Hansruedi beginnt im November 1975 im Alter von 15 Jahren mit Aikido. 1977 wird Ikeda Masatomi Sensei Technischer Direktor von Aikikai Schweiz. Hansruedi trainiert bis zu dessen Rückkehr nach Japan im Jahr 2003 bei ihm. Ebenfalls nimmt er an den Lehrgängen von Tada Hiroshi Sensei in der Schweiz, Italien und Frankreich teil. Er reist regelmässig nach Japan um im Hombu Dojo sowie im Dojo von Tada Sensei zu trainieren. 2016 lernt er Philippe Gouttard Sensei kennen und nimmt seither an seinen Lehrgängen teil.

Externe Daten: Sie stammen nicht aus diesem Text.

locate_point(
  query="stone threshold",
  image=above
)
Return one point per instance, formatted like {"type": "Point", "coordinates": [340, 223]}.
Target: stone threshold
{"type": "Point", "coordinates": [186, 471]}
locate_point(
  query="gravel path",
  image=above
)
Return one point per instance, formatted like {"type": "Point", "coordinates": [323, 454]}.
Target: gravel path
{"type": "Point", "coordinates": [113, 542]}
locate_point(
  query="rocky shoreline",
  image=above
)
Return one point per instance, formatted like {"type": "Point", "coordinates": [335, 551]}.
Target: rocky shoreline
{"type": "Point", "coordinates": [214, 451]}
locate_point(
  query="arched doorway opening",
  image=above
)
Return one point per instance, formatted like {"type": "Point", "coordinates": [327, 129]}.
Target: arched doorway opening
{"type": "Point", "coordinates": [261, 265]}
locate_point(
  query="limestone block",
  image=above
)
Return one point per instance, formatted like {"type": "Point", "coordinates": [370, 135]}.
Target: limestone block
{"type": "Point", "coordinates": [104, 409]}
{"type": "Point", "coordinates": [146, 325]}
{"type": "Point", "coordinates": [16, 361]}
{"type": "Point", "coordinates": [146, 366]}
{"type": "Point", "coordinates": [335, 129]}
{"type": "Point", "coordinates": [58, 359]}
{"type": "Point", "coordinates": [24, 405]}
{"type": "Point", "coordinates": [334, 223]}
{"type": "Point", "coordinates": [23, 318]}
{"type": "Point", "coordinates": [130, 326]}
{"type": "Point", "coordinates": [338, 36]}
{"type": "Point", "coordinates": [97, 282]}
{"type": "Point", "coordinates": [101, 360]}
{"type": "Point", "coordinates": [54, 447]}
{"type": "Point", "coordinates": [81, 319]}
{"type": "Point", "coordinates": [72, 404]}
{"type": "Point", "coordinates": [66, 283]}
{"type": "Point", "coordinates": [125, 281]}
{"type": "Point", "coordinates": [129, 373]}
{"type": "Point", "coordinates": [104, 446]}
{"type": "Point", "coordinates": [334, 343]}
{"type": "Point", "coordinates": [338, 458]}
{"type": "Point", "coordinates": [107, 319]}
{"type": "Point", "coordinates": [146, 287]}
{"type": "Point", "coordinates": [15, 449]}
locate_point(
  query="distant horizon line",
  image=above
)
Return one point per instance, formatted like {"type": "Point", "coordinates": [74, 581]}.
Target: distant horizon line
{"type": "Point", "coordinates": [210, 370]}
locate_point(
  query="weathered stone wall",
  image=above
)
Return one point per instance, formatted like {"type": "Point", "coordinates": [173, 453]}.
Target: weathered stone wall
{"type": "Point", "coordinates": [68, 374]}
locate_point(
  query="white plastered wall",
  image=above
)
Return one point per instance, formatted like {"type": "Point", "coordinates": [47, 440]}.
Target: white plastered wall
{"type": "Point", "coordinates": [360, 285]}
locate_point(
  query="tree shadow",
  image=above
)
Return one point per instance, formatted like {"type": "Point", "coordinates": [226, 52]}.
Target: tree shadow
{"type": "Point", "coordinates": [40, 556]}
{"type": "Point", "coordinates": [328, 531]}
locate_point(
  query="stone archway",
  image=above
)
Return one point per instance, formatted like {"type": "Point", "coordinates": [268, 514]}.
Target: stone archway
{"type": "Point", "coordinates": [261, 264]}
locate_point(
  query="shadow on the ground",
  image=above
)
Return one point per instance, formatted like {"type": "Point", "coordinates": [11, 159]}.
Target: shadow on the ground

Nach der Erlangung des 1. Dan im Jahre 1982 beginnt Hansruedi seine Lehrtätigkeit an der Aikidoschule St. Gallen. Seit 2003 unterrichtet er im Aikido Ikeda Dojo in Zürich und an Lehrgängen von Aikikai Schweiz. 

 
Genkikai Yoga

Das Japanische Yoga basiert auf dem Kinorenma (Training der Lebenskraft) von Tada Hiroshi und dem von Ikeda Masatomi entwickelten Genkikai (Atemübungen und Gymnastik). Inspiriert ist Japanisches Yoga von Nakamura Tempu. Er erlernte Yoga in Nepal und gilt als Begründer des Yoga in Japan. 

Zwischen dem Japanischen Yoga und Budo besteht ein starker Bezug. Tada und Ikeda sind, beziehungsweise waren, international bekannte Aikido Lehrer. Nakamura trainierte Judo und Kenjutsu. So können einzelne Übungen zum Aufwärmen und zur Unterstützung des Trainings durchgeführt werden. Das japanische Yoga ist jedoch nicht gebunden an bestimmte Budo- oder Sportarten.

Japanisches Yoga besteht aus Atemübungen, Gymnastik (allein und mit Partner) sowie Meditations- und Energieübungen. Es aktiviert die Selbstheilungskräfte des Körpers und kann Schmerzen zum Abklingen bringen. Ebenso werden negative Gedanken und Gefühle, wie Stress, Angst, Wut, Trauer reduziert. Eine innere Ruhe und Gelassenheit entsteht. Kurz zusammengefasst (und um Tada Sensei zu zitieren): Es geht um die Erhöhung der eigenen Lebenskraft.